Friday, February 16, 2007

Does Sarcasm Belong in Music?

I've heard some artists speak of of the act of creation as a compulsion. "I had this thing inside me, and I had to let it out!" you'll hear them say, as if making a piece of art were an impulse of a degree of urgency similar to that of taking a good, but deferred, growler.

It matters not whether the art be good or bad. I imagine a similar impulse moved the authors of both Rodin's Gates of Hell and any random Hummel figurine. Inspiration strikes, the materials are produced, and woe betide any man who stands in Art's way.

In my case, I nearly never feel this compulsion. To me, the act of reaching over for my guitar and strumming a few chords is almost always motivated from something far closer to boredom than to hunger. Perhaps this is what stands between me and true artistry, I don't know.

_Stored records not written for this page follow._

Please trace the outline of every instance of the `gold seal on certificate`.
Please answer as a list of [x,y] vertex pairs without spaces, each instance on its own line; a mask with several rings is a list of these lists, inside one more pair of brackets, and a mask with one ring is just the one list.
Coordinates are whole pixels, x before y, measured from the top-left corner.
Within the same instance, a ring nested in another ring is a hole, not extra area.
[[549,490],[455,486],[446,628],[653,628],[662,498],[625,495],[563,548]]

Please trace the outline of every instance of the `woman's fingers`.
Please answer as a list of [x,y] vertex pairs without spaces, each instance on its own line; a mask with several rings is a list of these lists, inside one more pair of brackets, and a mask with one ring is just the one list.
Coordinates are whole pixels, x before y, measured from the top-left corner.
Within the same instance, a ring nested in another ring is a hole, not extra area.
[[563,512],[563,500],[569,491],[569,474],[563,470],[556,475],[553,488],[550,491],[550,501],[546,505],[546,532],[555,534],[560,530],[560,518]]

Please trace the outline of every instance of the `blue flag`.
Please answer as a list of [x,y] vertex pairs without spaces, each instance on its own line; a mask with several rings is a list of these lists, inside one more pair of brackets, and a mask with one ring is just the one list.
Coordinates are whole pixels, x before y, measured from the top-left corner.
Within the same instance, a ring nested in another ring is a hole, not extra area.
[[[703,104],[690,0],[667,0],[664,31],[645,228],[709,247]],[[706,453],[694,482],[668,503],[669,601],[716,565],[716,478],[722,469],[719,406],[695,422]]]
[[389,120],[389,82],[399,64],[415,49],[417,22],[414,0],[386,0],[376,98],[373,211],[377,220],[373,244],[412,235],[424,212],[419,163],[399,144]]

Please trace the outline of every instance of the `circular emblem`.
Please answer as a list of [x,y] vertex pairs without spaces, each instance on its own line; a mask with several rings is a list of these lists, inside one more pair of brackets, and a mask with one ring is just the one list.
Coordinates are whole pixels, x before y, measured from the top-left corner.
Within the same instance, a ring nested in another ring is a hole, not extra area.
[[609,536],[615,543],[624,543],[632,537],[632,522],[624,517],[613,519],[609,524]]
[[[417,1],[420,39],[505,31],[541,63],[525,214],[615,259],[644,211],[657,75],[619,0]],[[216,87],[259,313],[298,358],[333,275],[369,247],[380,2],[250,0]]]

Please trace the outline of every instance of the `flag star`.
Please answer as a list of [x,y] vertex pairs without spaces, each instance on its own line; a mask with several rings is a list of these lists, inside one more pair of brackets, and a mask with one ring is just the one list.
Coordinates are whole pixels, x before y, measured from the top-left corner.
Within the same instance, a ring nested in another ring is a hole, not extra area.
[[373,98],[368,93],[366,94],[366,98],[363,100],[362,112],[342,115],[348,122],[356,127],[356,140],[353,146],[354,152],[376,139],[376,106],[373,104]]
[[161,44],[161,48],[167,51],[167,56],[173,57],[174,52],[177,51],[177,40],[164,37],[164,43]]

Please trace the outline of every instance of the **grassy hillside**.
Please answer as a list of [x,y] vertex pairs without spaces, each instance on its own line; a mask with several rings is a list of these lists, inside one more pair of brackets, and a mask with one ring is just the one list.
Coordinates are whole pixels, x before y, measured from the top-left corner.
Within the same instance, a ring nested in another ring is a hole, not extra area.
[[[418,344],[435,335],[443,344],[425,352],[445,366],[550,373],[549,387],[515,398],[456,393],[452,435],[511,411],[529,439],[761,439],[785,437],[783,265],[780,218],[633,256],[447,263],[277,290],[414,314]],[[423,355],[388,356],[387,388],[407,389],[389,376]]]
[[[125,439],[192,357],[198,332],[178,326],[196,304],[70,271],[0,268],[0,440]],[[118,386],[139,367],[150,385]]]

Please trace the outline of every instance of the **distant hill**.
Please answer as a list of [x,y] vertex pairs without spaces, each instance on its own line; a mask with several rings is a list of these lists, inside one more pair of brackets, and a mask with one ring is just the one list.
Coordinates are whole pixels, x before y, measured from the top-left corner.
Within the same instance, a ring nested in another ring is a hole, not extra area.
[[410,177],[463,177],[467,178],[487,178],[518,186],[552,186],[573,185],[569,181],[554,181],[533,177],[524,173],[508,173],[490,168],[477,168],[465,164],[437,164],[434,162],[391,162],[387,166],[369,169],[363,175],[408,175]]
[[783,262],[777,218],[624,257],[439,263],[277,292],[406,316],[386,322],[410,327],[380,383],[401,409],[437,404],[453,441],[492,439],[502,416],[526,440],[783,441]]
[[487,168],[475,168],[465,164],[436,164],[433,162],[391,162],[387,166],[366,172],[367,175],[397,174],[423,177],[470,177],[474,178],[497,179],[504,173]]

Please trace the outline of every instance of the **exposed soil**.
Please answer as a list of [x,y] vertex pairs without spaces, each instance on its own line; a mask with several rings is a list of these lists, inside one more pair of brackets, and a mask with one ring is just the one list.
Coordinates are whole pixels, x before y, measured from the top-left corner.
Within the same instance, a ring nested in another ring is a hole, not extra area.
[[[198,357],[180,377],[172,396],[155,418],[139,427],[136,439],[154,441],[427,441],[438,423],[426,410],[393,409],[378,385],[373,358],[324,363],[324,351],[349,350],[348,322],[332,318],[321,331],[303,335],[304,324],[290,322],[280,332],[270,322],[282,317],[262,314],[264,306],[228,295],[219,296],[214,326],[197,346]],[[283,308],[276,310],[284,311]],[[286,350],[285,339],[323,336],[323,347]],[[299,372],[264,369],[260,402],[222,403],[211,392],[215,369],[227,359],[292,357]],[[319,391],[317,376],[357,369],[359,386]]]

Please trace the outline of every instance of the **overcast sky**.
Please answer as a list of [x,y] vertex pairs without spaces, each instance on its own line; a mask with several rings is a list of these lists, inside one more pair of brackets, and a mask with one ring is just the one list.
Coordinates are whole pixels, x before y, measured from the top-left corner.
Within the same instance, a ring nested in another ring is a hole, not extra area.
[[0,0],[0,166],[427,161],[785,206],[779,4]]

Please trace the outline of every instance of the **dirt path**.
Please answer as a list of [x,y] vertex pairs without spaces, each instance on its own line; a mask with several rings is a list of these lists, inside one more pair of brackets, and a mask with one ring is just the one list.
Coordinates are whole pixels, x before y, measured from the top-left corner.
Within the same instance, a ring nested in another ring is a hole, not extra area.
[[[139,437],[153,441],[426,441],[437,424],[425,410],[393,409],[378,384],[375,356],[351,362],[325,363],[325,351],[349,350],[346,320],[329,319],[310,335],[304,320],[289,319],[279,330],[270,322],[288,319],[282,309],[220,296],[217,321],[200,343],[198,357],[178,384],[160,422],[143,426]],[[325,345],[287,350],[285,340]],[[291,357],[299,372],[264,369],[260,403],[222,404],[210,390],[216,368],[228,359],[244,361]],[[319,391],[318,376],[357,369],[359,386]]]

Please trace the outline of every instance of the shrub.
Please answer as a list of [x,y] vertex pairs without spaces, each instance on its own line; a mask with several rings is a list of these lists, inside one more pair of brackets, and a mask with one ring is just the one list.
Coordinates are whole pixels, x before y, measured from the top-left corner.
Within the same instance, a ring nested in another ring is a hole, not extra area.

This piece isn't so much as compulsion as an exorcism. "Somethin' Stupid" (the Frank and Nancy Sinatra version) came on an episode of "The Simpsons" one evening. I guarantee I hadn't heard the song since approximately 1974 (it superseded The Turtles "Happy Together" at the Number One spot in 1967, if you can believe that), but all it took was that one verse of it on "The Simpsons" to burrow the sleazy motherfucker deep, deep, deep into my brain. When I came out from under general anesthesia after my hip-replacement operation, guess what was there waiting for me...? That's how badly the miserable thing was dug in there.

As the ineffable Rep. Adam Putnam (R-Fla.) said during House debate on the Iraq Surge, quoting Robert Frost, "The best way out is always through." With this wise thought in mind, I set about expunging the mildly sleazy "Somethin' Stupid" by absolutely slathering on the sleaziest possible of musical touches. The cha-cha-cha beat has always struck me as sleazy to the point of risibility, and so on it came. What more Muzak move can there be than to follow a sung phrase with the same phrase played in octaves on a piano? Throw it in! A Nelson Riddle orchestral passage to break up the monotony? Check! Herb-Alpert glissando trumpets? Check! Passing tones relegated to the Mighty Marimba? Where else?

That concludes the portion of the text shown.